Balancei a cabeça para dispersar todos esses devaneios que não vão me levar a lugar algum, concentrando-me em arrastar a mala pesada com uma das rodinhas quebradas por causa do nada delicado manuseio no aeroporto. A minha frente estava o prédio exatamente como na foto na internet, um sobrado vitoriano de tijolos avermelhados com uma porta grande de madeira e uma trepadeira murcha subindo pela estrutura. Eu estava grogue com a mudança de fuso horário e sinceramente não via a hora de entrar, tirar minhas botas e me jogar na cama. Passei a mão nos meus cabelos ruivos em uma tentativa de parecer mais apresentável antes de enfim bater na porta, sorrindo singelo quando uma garota alta que parece ser mais velha do que eu, me recebeu com um grande sorriso, brilhantes olhos azuis e cabelos castanhos encaracolados preso em um rabo de cavalo no topo da cabeça. Imediatamente me senti melhor.

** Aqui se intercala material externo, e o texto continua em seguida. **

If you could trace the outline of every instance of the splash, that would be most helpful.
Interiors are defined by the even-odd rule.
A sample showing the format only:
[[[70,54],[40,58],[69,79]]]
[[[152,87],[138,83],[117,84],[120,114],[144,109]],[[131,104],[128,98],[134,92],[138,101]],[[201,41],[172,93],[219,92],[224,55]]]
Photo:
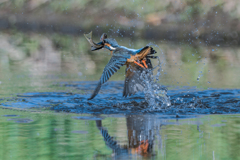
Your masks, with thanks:
[[[148,69],[141,73],[140,79],[144,83],[145,101],[148,103],[150,110],[161,109],[163,107],[171,106],[170,97],[167,96],[167,88],[159,83],[161,75],[161,62],[157,58],[158,64],[153,69]],[[154,75],[154,70],[157,70]]]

-Oi! Você deve ser a Lux Valentine. Entra, deve estar cansada.

-Estou exausta, pode me chamar só de Lux ou Valen. - Um riso bobo esvaiu, involuntariamente encolhi de leve os ombros por pura mania de querer me esconder quando conheço novas pessoas. É algo que preciso trabalhar em mim, se eu quiser deixar mesmo meus antigos hábitos no passado.

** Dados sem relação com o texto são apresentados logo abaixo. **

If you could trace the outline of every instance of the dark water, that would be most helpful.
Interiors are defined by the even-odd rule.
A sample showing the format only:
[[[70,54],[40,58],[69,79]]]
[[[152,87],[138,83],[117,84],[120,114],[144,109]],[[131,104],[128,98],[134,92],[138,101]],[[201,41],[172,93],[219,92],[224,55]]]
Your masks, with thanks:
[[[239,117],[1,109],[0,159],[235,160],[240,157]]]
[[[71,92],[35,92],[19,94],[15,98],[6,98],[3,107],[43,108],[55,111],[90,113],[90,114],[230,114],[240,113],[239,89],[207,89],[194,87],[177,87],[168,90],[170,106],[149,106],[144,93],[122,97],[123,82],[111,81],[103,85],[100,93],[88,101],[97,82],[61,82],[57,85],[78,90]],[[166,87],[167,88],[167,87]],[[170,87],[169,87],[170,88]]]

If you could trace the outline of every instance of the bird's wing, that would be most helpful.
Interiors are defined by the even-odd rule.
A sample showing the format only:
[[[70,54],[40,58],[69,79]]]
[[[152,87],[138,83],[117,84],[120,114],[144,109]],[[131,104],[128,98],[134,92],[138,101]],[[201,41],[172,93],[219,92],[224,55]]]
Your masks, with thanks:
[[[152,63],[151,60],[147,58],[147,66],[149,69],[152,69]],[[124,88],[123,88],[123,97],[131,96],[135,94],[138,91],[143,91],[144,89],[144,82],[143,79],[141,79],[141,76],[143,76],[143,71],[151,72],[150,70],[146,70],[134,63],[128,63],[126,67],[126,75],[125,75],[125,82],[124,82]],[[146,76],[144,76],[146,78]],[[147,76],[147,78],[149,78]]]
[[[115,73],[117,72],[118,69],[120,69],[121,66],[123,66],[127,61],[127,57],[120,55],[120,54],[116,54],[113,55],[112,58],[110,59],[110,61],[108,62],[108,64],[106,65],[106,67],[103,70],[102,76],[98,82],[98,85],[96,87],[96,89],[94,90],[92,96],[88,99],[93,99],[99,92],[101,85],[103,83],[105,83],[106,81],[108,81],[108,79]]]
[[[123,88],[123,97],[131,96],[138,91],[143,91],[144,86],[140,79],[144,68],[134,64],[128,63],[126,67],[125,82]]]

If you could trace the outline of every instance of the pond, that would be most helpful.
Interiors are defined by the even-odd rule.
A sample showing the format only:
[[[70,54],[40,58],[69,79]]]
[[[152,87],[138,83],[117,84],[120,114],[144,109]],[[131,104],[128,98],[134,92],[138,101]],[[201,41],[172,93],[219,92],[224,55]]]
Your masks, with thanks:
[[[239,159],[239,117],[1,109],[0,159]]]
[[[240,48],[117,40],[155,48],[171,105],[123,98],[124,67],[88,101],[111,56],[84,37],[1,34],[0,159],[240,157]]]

Ela me levou para dentro da residência estreita, que de princípio já no pequeno hall pude ver diversos pares de sapatos espalhados no canto, um cabideiro com os casacos pendurados e alguns recados presos no quadro de avisos. Deixei minha mala encostada na parede para poder segui-la até a pequena cozinha do andar de baixo, sendo recebida pelo aroma de café recém feito que incensa todo o ambiente.

-Eu sou a Sarah representante do dormitório, então qualquer problema ou informação que queira ter pode me perguntar...só não posso prometer ter todas as respostas.

-Não se preocupe, não costumo fazer muitas perguntas.

-Ótimo, sinal que vamos nos dar bem, Valen! - Me sentei no banco perto de um dos balcões, observando Sarah acender o fogo na chaleira. A morena apontou como se perguntasse se eu aceito, então apenas afirmei que sim com a cabeça. -Como você quer? Com açúcar, leite ou puro?

-Puro está bom, obrigada.

-Não sei como você consegue tomar desse jeito. Eu preciso de umas oito colheres de açúcar e um litro de leite no meu. Especialmente hoje que estou na maior ressaca. Passei a madrugada bebendo com os meninos da banda lá no Red Royal. - Apoiei meu cotovelo na mesa e o rosto na palma da mão, contentando-me em escutar e assentir com sorrisos singelos. Na verdade, não tenho costume de tomar café quente e puro, normalmente eu nem tomo café, mas se é um recomeço eu preciso tentar coisas novas. Dei de ombros aos meus pensamentos, voltando a prestar atenção em Sarah. Gosto de pessoas que falam demais, me fazem me sentir mais à vontade e me soltar mais rápido. - Estou contente que você parece ser uma pessoa normal, a última menina que morou aqui era uma crista evangélica e não bebia. Pode imaginar? Depois da terceira vez que ela despejou minha garrafa de Rum na pia, eu disse "olha boa sorte, meu amor, mas você não vai mais poder ficar aqui".